Die Entdeckungen von Alphons Stübel in denselben Regionen Lateinamerikas lassen dieselbe Vision hervortreten und beleuchten gleichzeitig die Schwierigkeiten, die sich aus einer Landschaftsbeschreibung mit Akzenten auf Vulkanologie und Geomorphologie ergeben. Obschon einige beschriebene Orte wie das Cotopaxi unverändert bleiben, scheinen die post-humboldtschen Beschreibungsmethoden detaillierter zu sein. Dies ergibt sich zweifelsohne aus dem Innovationsstreben der Forscher, welches insbesondere den Schwerpunkt auf eine gründliche topographische Studie der darzustellenden Räume legt und zudem die erstellten Karten mit einer umfassenden Beschreibung aufwertet. Dadurch, dass auch die Verschiedenartigkeit in der Malerei zur Geltung gebracht wird, zeigt der Autor dem Leser nicht nur die Entwicklung der Darstellungsmethoden, sondern auch die Wichtigkeit der farbigen Darstellung in der Wahrnehmung einer natürlichen Realität. Die Arbeiten von Reiss und Stübel erlaubten, Fotografien als wichtige Dokumente in historische und geographische Forschungen einzuführen und damit die Debatte über die Zuverlässigkeit von Gemälden und Fotographien anzustoßen.

Die in Asien ausgeführten Arbeiten kennzeichnen die Vorteile einer engagierten und interdisziplinären wissenschaftlichen Zusammenarbeit der verschiedenen Zweige der Geographie. Diese Arbeiten legen die Ergebnisse der von den Brüdern Schlagintweit, Ferdinand von Richthofen und Emil Trinkler auf den Spuren von Humboldt ausgeführten Forschungen dar. Die Ersteren haben sich damit befasst, nicht nur den Weg nach Indien, sondern auch Regionen, Landschaften und Siedlungen in Assam, im Himalaya (insbesondere Ost- und Zentral Himalaya), in Pakistan, in Nepal und West-Tibet durch Aquarelle und Zeichnungen zu beschreiben. Ferdinand von Richthofen hat insofern eine sehr innovative Arbeit durchgeführt, als dass er der allererste Geograph gewesen ist, der im 19. Jahrhundert eine bildhafte Darstellung von Ost- und Südchina vorlegte. Insbesondere seine Beschreibung der geologischen und geomorphologischen Strukturen der untersuchten Gebiete, wie diejenigen der Berge, Gewässer und Höhlen werden eindrücklich dargestellt. Weiterhin wird auf seine Beschreibungen zur Lebensweise der Bewohner sowie der natürlichen Schönheit und der touristischen Sehenswürdigkeiten der Landschaft dargeboten. Emil Trinkler, der von Walter Bosshard, einem professionellen Fotografen, sowie von dem Geographen Terra begleitet wurde, hat eine Forschungsreise in Zentralasien durchgeführt und im Zuge dessen Porträts von Landschaften als auch von Menschen erarbeitet. Diese Porträts beschreiben auf der Basis von Aquarellen und Fotografien die verschiedenen Phasen der Expeditionen in die Regionen von Leh (Kashmir, Ladakh), Karakorum, Kunlun shan und  Takla makan.
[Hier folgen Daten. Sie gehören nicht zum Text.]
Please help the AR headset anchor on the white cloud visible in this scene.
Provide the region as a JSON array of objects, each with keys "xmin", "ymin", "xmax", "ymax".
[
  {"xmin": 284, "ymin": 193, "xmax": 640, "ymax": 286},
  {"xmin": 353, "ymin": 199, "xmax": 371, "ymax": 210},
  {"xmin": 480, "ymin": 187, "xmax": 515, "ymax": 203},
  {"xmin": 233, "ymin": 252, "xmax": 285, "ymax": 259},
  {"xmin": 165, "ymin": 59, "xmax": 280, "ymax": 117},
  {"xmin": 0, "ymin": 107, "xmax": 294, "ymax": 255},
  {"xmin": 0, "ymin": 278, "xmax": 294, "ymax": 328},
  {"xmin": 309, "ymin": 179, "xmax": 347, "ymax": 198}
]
Der dritte Teil des Werkes widmet sich den im 19. und zu Beginn des 20. Jahrhunderts in Afrika durchgeführten Forschungsreisen von Heinrich Barth, Hans Meyer und dem Ehepaar Thorbecke. Die Arbeiten von Barth werden am Beispiel von Lithographien und ausgeführten Zeichnungen aus den besuchten Regionen Murzuk, Timbuktou und Fumban vorgestellt. Diese thematisieren die einheimische Bevölkerung, Siedlungsstrukturen sowie menschliche Aktivitäten und Landschaften. Der Autor analysiert Abbildungen, die in dem Reisebericht von Barth erscheinen und zeigt damit die enge Verbindung zwischen Barth und Humboldt auf. Barths anthropogeographisch sowie ethnologisch ausgerichteten Forschungsaktivitäten markieren den Einfluss seiner Ausbildung auf die von ihm produzierten Raum- und Menschenbilder. Die von Barth während seiner Reise ausgeführten Zeichnungen und graphischen Darstellungen markieren einen deutlichen Gegenpol zu denjenigen seiner Vorgänger, die in anderen Kontinenten gearbeitet haben. Dieser deutlich wahrnehmbare Unterschied wird aber in den Ausführungen des Autors nur unzureichend thematisiert. Im Gegensatz zu anderen in dem hier besprochenen Werk präsentierten Forschungsreisenden, werden lediglich am Beispiel weniger Illustrationen von Meyer entsprechende deskriptive und graphische Fähigkeiten bewertet. Der Autor präsentiert weiterhin interessante Bilder und Aquarelle, die vom Ehepaar Thorbecke gestaltet wurden.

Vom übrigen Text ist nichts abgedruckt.